Arnault : Je vois trois défis majeurs. Donc le premier défi, ça serait pour certaines marques d’accélérer et d’évangéliser en interne la transformation de leur chaîne de valeur. Le fait que la structure soit plus digitalisée va leur permettre de pouvoir beaucoup plus facilement mesurer et identifier tel ou tel process dans la chaîne de valeur, que ça soit sur la partie commerciale, la communication, le marketing, mais également sur tous les process de production et de logistique. 

Qu’est-ce qui « pollue », qu’est-ce qui n’est pas « green » ? Et bien, comme ils génèrent des produits, c’est inégal. Et puis dans leur production en tant que telle, ces produits sont faits dans des usines. Donc toute cette transformation de leur chaîne de valeur va leur permettre, enfin leur permettra, d’être beaucoup plus efficaces et qualitatifs sur la mesure, sur les résultats, et sur la manière d’agir en conséquence. Donc le premier point, c’est de poursuivre cette transformation. 

Le deuxième point, c’est de vraiment mobiliser l’intégralité des collaborateurs en interne, pour que ça soit un mindset. Donc bien alerter, et bien sensibiliser l’intégralité des collaborateurs sur les outils technologiques de transformation, mais également sur le but qu’il y a derrière. Être l’entreprise la plus responsable possible par rapport à ce qu’elle fait et par rapport à ce qu’elle produit. Et quand je te dis ce qu’elle fait, c’est ce qu’elle met en place et comment elle communique auprès de sa cible. 

Et le dernier point, c’est de mettre les pieds dans le plat. Une fois que tout ça est fait, quelle posture, quelle image je veux renvoyer auprès de mes clients, de mes prospects ? Par exemple, Guerlain, ça paraît plus évident que L’Oréal. Pourtant, ce sont deux grosses marques. Mais qu’est-ce qui fait la différence entre les deux ? C’est le storytelling originel de Guerlain, qui était beaucoup plus green. Quand je pense à Guerlain, je pense aux abeilles.

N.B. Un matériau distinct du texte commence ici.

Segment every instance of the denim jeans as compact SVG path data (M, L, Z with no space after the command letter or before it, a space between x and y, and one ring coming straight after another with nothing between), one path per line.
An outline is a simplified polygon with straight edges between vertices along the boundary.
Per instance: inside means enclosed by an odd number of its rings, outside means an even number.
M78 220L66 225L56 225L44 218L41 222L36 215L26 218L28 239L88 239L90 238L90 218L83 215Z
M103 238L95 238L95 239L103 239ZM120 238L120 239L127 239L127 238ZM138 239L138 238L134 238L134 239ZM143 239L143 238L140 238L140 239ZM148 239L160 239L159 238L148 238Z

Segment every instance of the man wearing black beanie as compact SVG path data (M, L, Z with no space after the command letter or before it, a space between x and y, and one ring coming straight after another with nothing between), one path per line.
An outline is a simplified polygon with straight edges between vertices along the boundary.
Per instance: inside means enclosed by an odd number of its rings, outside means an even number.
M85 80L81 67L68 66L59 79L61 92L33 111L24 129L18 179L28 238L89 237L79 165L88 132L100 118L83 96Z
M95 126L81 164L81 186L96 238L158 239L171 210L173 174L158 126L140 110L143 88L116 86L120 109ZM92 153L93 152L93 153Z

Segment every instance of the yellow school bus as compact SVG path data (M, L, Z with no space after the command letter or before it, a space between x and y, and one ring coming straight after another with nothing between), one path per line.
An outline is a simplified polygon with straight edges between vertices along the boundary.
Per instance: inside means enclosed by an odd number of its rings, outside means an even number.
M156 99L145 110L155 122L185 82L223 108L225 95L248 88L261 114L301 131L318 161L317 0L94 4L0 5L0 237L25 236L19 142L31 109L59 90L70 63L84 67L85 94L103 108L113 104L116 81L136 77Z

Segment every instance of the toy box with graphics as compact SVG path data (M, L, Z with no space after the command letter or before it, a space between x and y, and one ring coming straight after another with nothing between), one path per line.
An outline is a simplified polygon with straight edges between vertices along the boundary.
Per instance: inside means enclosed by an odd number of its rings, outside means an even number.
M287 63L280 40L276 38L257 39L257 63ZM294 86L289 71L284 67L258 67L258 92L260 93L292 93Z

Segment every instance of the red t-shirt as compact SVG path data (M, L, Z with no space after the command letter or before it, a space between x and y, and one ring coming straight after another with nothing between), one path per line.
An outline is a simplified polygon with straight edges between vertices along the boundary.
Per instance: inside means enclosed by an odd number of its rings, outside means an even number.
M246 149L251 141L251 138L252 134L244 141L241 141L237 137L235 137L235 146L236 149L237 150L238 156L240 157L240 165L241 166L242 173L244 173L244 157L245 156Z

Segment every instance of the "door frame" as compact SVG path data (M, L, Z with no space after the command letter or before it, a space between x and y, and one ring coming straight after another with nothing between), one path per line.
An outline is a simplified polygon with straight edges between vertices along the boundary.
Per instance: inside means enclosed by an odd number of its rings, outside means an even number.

Donc quelles stratégies ces marques vont devoir mettre en place, une fois qu’elles auront tout bien fait, si je puis dire ? 

« Et donc le gros avantage de l’utilisation de la blockchain, c’est cette notion d’infalsifiable, de traçabilité, de transparence totale vis-à-vis du consommateur. »

Livia : En tant que spécialiste du Web 3.0, comment vois-tu l’impact potentiel de cette nouvelle tendance sur la transition des marques traditionnelles vers la beauté responsable ?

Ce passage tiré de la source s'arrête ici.